It is the Rupert Murdochs of this world that Blair was speaking for in his televised speech. It is they who have told him in no uncertain terms that future patronage of his government depends on his delivering a decisive defeat to the firefighters. They are acutely conscious that the decline in firefighters’ incomes is only one manifestation of the impoverishment of working people that has taken place uninterruptedly for the past two decades and more.

All available social indices concerning wealth, income, housing, health, educational attainment, even life expectancy shows a widening gap between the top echelons of society and the mass of the population. The government has suppressed wages while dismantling or privatising vital social services. In the process it has imposed a raft of anti-democratic measures restricting the right of assembly, freedom of speech and political organisation.

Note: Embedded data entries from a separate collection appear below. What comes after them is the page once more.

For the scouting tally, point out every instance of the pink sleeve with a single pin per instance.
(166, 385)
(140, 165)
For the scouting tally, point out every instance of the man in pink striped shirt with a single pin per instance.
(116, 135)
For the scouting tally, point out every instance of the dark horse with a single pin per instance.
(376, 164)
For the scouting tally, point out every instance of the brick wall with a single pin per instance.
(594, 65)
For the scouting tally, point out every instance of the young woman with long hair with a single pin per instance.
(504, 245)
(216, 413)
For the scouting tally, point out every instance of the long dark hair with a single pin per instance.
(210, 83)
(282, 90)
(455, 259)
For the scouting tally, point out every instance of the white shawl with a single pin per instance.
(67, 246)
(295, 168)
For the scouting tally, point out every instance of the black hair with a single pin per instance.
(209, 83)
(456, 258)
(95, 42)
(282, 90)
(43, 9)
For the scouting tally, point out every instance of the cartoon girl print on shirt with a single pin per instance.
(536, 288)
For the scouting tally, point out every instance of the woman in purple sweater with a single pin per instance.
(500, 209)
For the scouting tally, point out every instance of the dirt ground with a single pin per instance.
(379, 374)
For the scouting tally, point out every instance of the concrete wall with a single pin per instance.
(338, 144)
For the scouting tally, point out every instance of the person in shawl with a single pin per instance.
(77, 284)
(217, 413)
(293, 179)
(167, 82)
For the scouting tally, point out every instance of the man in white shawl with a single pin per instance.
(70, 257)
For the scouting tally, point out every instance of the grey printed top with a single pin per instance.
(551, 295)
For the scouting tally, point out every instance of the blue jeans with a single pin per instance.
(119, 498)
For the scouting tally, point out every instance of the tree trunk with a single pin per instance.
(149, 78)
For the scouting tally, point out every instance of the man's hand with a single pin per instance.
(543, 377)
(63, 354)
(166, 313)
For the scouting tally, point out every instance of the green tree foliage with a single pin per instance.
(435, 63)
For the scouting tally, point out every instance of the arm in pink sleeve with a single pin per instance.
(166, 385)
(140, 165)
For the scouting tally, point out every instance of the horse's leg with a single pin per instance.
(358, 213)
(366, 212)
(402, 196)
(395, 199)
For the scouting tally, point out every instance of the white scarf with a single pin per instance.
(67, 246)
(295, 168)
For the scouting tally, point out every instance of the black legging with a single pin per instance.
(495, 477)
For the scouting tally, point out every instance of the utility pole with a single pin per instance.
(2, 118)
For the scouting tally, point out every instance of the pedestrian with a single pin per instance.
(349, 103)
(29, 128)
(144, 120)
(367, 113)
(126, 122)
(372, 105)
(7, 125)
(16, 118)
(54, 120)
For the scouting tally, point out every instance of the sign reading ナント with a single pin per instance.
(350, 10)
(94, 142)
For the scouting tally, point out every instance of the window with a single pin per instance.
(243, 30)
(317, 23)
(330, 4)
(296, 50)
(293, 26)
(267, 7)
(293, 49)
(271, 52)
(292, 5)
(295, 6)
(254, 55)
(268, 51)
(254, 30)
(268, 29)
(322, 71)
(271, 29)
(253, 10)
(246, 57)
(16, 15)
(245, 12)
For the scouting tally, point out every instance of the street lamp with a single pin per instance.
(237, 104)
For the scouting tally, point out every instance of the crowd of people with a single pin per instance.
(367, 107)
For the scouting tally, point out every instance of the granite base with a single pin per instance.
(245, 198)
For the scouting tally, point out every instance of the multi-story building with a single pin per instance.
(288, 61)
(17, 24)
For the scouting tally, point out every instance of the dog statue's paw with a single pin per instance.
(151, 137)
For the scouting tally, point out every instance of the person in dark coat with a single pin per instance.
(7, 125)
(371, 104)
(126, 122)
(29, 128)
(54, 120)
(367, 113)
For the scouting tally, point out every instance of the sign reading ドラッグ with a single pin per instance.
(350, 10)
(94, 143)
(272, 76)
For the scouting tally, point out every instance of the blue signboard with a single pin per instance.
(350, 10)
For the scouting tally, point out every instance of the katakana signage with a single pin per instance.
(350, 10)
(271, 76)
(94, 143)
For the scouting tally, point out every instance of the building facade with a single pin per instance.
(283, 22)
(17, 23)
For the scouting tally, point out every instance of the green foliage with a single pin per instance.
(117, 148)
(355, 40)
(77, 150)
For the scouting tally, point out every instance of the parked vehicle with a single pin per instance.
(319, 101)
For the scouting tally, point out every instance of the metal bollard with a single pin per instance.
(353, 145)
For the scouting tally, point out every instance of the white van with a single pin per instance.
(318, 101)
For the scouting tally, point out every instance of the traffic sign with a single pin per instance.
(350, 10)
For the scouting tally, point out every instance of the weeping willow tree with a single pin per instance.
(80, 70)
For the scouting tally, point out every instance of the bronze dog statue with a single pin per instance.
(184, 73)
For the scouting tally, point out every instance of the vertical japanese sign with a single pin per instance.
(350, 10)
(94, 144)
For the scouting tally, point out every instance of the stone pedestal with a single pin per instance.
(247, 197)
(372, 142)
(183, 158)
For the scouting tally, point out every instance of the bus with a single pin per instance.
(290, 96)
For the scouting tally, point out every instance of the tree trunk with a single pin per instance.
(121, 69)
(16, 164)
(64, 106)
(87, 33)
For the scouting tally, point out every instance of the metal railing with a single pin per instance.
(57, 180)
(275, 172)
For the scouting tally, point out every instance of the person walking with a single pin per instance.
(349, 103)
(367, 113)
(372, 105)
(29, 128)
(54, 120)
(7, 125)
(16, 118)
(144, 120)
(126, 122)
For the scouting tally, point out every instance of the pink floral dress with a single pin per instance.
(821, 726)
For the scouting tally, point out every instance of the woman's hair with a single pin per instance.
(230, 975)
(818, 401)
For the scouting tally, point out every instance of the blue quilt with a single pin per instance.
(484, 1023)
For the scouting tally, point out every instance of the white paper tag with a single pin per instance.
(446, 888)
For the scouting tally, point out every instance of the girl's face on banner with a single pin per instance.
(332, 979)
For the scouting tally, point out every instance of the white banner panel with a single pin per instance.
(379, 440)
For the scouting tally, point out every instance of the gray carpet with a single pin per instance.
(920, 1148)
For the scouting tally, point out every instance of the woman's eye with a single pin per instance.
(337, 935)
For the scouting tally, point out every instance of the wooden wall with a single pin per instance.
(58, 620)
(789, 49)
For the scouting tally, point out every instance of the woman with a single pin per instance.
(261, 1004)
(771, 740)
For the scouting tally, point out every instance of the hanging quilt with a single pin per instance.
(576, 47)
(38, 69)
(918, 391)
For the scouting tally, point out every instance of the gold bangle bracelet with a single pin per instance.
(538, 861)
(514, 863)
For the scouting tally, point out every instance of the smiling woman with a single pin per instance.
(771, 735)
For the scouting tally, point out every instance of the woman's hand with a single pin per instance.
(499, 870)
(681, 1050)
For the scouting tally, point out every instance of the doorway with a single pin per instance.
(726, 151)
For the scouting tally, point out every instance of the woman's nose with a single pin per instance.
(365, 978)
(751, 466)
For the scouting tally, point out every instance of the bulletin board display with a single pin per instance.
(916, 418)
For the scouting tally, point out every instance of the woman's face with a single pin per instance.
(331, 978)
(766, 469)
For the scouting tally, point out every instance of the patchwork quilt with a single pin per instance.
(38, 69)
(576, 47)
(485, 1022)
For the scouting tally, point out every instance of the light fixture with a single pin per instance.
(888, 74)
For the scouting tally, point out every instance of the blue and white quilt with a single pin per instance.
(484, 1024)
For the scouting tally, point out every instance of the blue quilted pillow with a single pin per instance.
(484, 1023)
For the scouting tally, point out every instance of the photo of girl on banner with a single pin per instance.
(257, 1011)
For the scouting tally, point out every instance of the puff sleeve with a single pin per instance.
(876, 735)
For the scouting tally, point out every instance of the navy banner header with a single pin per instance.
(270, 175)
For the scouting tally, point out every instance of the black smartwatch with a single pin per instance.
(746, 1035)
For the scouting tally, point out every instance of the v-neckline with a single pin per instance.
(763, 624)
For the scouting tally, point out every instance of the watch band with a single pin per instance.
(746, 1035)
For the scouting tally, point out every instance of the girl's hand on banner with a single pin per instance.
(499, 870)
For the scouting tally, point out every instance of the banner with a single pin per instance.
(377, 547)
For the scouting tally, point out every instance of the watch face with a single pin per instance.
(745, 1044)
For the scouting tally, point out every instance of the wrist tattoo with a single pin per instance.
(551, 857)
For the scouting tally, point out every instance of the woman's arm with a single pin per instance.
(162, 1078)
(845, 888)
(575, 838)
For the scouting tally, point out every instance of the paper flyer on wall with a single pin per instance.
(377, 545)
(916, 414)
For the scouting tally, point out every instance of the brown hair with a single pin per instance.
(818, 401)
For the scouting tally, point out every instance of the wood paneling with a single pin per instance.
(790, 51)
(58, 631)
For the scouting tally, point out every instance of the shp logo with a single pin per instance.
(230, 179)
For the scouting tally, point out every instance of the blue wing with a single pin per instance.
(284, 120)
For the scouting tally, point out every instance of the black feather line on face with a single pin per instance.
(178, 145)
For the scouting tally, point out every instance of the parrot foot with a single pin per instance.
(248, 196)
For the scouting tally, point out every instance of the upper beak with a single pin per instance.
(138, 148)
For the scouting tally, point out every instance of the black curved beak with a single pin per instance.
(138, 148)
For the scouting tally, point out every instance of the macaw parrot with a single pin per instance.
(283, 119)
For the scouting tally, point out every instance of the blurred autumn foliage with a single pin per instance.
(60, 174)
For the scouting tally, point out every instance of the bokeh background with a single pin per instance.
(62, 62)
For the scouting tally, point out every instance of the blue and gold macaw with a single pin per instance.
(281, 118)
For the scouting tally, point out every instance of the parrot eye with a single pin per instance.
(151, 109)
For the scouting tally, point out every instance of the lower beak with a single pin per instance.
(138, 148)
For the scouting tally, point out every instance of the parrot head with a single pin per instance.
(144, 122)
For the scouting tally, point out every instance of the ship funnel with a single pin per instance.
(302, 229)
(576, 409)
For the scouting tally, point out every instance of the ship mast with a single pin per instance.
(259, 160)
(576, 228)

The result is that society is more polarised along class lines than at any time in history. That is why the firefighters strike has taken on such a sharp character. The financial oligarchy that Blair represents will tolerate no limitations on its reckless efforts to accumulate ever more obscene levels of personal wealth. These forces see the collapse of the Soviet Union and the decay of the old labour movements as having liberated them from all past considerations of the need to preserve a social and political consensus. Whether in the Middle East, the US or Europe, they intend to seize the opportunity to crush all resistance to their policies and assert their undisputed hegemony.

It is no accident that Blair’s press conference on the firefighters dispute coincided with his government underscoring its determination to press ahead with its support for the US-led war drive against Iraq, in defiance of international and domestic opinion. Some £1 billion of extra spending has been set aside to fund Britain’s military commitment in the Persian Gulf, despite Brown’s insistence that there is no money available for decent pay agreements.

Labour’s policy of class war at home and military war abroad flows inexorably from its overall perspective. In its insistence that it will not buck the international money markets, regardless of the social consequences, and its desire to maintain the so-called “special relationship” with Washington at a potential cost of tens of thousands of innocent lives in Iraq and elsewhere, Blair is setting out an agenda for a revival of British imperialism at a terrible cost to working people both here at home and the world over.

That is why Blair has opted to make the firefighters dispute his political mission statement. His intention is to reassure the criminal coterie around President Bush not only of his readiness to take part in military adventures, but to demonstrate that he is not, yet another, European social democrat who is unprepared to slash social spending, deregulate the economy and take on and defeat the working class.

Trade union leaders disarm working class

Blair’s chief political advantage is that the official workers’ movement is led by a bureaucracy intent on sabotaging any effective struggle against the government and ensuring that the interests of the employers prevail.

That is the significance of the statement by John Monks, general secretary of the Trades Union Congress (TUC), describing the confrontation between the Labour government and the firefighters as a “family row”. “We all know about family rows,” Monks told a TUC conference two days before the prime minister’s press conference. “They are the worse kind if they are allowed to fester. They need urgent resolution.”

No one who is aware of the previous record of the TUC can interpret these words as anything other than a pledge to betray the firefighters strike at the earliest opportunity.

Monks was commenting on the government’s intervention the previous day to scupper a “draft pay and modernisation agreement” that he had negotiated between the Fire Brigades Union (FBU) and Local Authority Employees. He complained, “The pay levels were almost precisely those set out by the deputy prime minister in his statement to the House of Commons on Thursday.” The FBU would have to agree to “binding adjudication” on productivity measures and cuts or the Local Authorities could cancel the agreement. He concluded, “The employers liked it and we assumed that the government did too.”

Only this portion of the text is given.